By Alison Lowe
Nassau Guardian Business Editor
NASSAU, Bahamas -- The Bahamas is “10 to 15 years ahead of the curve” in the region with respect to legal gaming and associated regulation, but will likely have to very soon consider the implications of illegal gaming in the “web shop” industry if it is to avoid the “very painful downsides” of unregulated gambling, an international gaming and financial crime regulation specialist has warned.
Kleo Pappas, director of the International Governance and Risk Institute, told Guardian Business that he expects that illegal gaming is a topic that will arise during the forthcoming “Bahamas Gaming Forum: Fostering Growth, Transparency and Social Responsibility”, which the institute is hosting at Atlantis resort next week.
A UK-based entity that specializes in organizing and running financial crime prevention training programs, consultations and gaming regulation seminars, the International Governance and Risk Institute’s forum will bring together regional officials and firms navigating the challenges of managing gaming regulation in an environment of evolving technology, while remaining competitive.
Among those expected to attend from throughout the region, the US, Canada and Australia are casino managers, money laundering reporting officers, gaming regulators, law enforcement officers, compliance officers and international firms seeking access to emerging markets for gaming.
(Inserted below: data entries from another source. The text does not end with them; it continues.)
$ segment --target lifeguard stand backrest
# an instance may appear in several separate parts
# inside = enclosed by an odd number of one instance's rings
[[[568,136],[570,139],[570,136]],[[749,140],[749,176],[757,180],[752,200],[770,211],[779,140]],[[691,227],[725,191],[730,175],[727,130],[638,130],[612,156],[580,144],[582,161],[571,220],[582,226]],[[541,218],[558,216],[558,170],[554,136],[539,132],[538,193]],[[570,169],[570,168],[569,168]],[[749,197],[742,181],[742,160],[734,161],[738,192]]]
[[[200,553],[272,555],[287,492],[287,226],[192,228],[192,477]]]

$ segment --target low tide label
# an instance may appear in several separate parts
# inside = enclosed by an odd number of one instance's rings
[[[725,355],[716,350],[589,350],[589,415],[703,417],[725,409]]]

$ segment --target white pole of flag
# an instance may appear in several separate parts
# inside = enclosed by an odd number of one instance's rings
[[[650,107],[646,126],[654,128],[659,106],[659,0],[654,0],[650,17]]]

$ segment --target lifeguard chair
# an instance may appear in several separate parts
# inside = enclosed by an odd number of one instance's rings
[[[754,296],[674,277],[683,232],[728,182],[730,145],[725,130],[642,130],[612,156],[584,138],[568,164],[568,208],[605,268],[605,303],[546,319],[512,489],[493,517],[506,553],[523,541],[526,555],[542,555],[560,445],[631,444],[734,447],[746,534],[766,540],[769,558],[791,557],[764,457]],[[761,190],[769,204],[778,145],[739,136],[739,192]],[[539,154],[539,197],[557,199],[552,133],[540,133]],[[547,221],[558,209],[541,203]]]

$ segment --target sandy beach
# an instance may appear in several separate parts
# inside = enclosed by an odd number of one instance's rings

The event will be opened by Minister of Tourism Obie Wilchcombe and Prime Minister Perry Christie, and will see speakers focus on issues such as the growth and regulation of Caribbean gaming, anti-money laundering, essentials of gaming law, customer due diligence for online gaming and “cheat intelligence”.
Pappas said that recently-tabled legislation in The Bahamas which would allow mobile gaming on resort campuses throughout The Bahamas certainly raises interesting new questions for regulators who might seek to ensure this type of activity is being managed in a responsible and legal manner.
“Without a doubt, because having mobile gaming is gambling remotely [it raises new challenges]. You’re not going to a resort, you’re not snapped on a camera or anything like that. And socially -- and I don’t really know because I haven’t been immersed in this country’s regulations -- I am not sure how they will effectively limit that to on-campus.
“If you are on the side of the fence that doesn’t want gaming to become prevalent, there is the question of how those on the other side of the fence may view (mobile gaming) as the thin end of the wedge.”
Pappas said that The Bahamas is a model for other jurisdictions that may be interested in pursuing gaming to a greater degree, but indicated that the jurisdiction may eventually have some catching up to do with respect to dealing with the “numbers” sector.
“I think for The Bahamas what you have going for you, though, is that you are in a place where a lot of jurisdictions are going to be in 10 to 15 years from now.
“You are further along this evolution of gaming and financial regulations; your financial intelligence unit is very well run and organized. There are fail-safe measures in place for the financial services industry which wouldn’t take a lot of effort to modify them for the gaming sector.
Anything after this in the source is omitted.